The routines in the illness care category relate to ways members make decisions linked with illness, disease, and/or health care needs. Routines linked with when, where, and how health care services are sought; they determine ways individuals and families respond to medical directives and health information; and determine the ways members care for one another. These routines are related to acute and chronic illness needs, diseases, rehabilitation, and trauma incidents. Key routine aspects are associated with decision-making about who to consult for medical care, ways health care services are used, and the ways prescribed medical regimens are followed.
Some families have routines that might be described as obligatory member roles and responsibilities. One might find kinship rules for care of ill members and expected patterns for compliance with professional care, self-directed care, or family prescribed care regimens. Families have routines related to decisions about which incidents required expert care, if incidents required immediate medical responses, whether symptoms should be observed before action was taken, how long it is okay to wait before taking actions, whether illness trajectories will resolve themselves, and how an emergency response should be handled.
Mothers mostly decided who to consult for medical care, but others including extended family often give input into the final decisions.
Member valuing, availability of resources, support, type of health concern and perceived benefits often influence the use of health information. Knowledge alone does not predict that health information about illnesses or diseases would be incorporated into family health routines. Conflicting media reports about health issues and care regimens sometimes troubled parents even when the information was not related to specific family issues. Uncertainty about the trustworthiness of media reports sometimes weaken the family’s confidence about the reliability of health information.
In Appalachian families, illness often carries an underlying message that ill persons have a responsibility to get well as quickly as possible.
Healthy members understand that they have roles to play in health recovery by assisting ill members to overcome health alterations and regain usual functional abilities.
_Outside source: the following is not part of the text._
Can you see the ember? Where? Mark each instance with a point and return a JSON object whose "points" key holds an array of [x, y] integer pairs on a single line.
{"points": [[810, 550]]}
Ideally, individuals are expected to recover without passing the illness to others. Parents often suggest to sick children that they need to get well so that they can go play. Family members cooperatively assume responsibilities and caregiving that assure roles family resources attend to members’ prescribed care needs. While others are permitted sick days, mothers might perform usual roles even when they are ill. They often report tending to some family tasks even on days when they experience sickness. While some Appalachians may still use folk medicine or home remedies, most know little about such treatments. However, many are inclined to self prescribe, use over-the-counter medications, and share prescriptions leftover from other family members or previous illness experiences.
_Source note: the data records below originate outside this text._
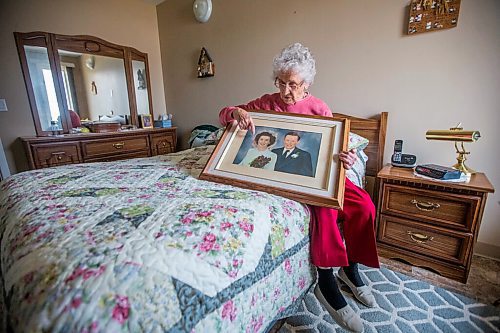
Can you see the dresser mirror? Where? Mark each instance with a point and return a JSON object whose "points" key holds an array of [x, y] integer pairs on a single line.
{"points": [[75, 79]]}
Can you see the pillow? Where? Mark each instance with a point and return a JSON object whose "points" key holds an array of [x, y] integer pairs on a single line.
{"points": [[358, 170], [357, 141]]}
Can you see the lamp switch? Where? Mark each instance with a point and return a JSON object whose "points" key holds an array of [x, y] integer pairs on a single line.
{"points": [[3, 105]]}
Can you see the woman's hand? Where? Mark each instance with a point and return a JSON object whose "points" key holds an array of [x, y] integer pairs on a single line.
{"points": [[244, 120], [348, 158]]}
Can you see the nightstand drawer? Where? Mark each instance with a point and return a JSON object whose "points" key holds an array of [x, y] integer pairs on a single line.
{"points": [[111, 147], [423, 239], [448, 209]]}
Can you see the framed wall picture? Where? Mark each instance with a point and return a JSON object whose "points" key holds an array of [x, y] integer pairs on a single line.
{"points": [[146, 121], [290, 155]]}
Many family members have physical symptoms for a long while prior to medical experts being consulted. Sometimes symptoms are quite severe before medical care is obtained. One mother whose husband had died described regularly urging him to see a physician for rectal bleeding for several years before he went for care. By the time of diagnosis, the disease was far progressed. In another family, a mother ignored symptoms that included vaginal bleeding even though her husband and children encouraged her to see a physician. By the time she sought medical care, the disease was too advanced for effective intervention. Even when seriously ill members had health information and understood the associated risks, many still delayed seeking medical care. For instance, a grieving wife with knowledge about the importance of following her medical regimen for diabetes repeatedly referred to her obese condition, diabetes and severe arthritis, but denied that non-adherence to her medical regimen was deleterious. She did not seem to connect the fact that her routine of poor nutrition, inactivity, and laxness in taking prescribed medications was harmful to her health.
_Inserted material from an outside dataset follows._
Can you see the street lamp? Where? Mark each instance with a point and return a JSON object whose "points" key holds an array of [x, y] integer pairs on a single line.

Families where a member had a chronic illnesses or a developmental delay had more rigid forms of family routines than those coping with acute conditions. In the family health research, it was surprising to identify that in supposedly well families that so many had members with chronic conditions requiring prescribed medications and illness care regimens. Persons with chronic conditions such as diabetes, hypertension, and even children with developmental delays often viewed themselves and were viewed by others as healthy. The family routines appeared to support individual needs based upon the severity of their functionality and the unpredictability of the condition. The more able adults were to participate in usual activities, the less likely others appeared concerned about adherence to a medical regimen. However, some families were especially concerned with children’s symptoms and were tentative to medical needs. Families with members that had chronic conditions often talked about ‘healthy’ versus ‘less healthy’ days. It was during acute episodic conditions that other family members viewed members as ill. In disadvantaged families, many had one or more members with conditions that required medical or professional care. However, these families had fewer resources and seemed to report greater difficulties following prescribed regimens than other families (Denham, 1999c).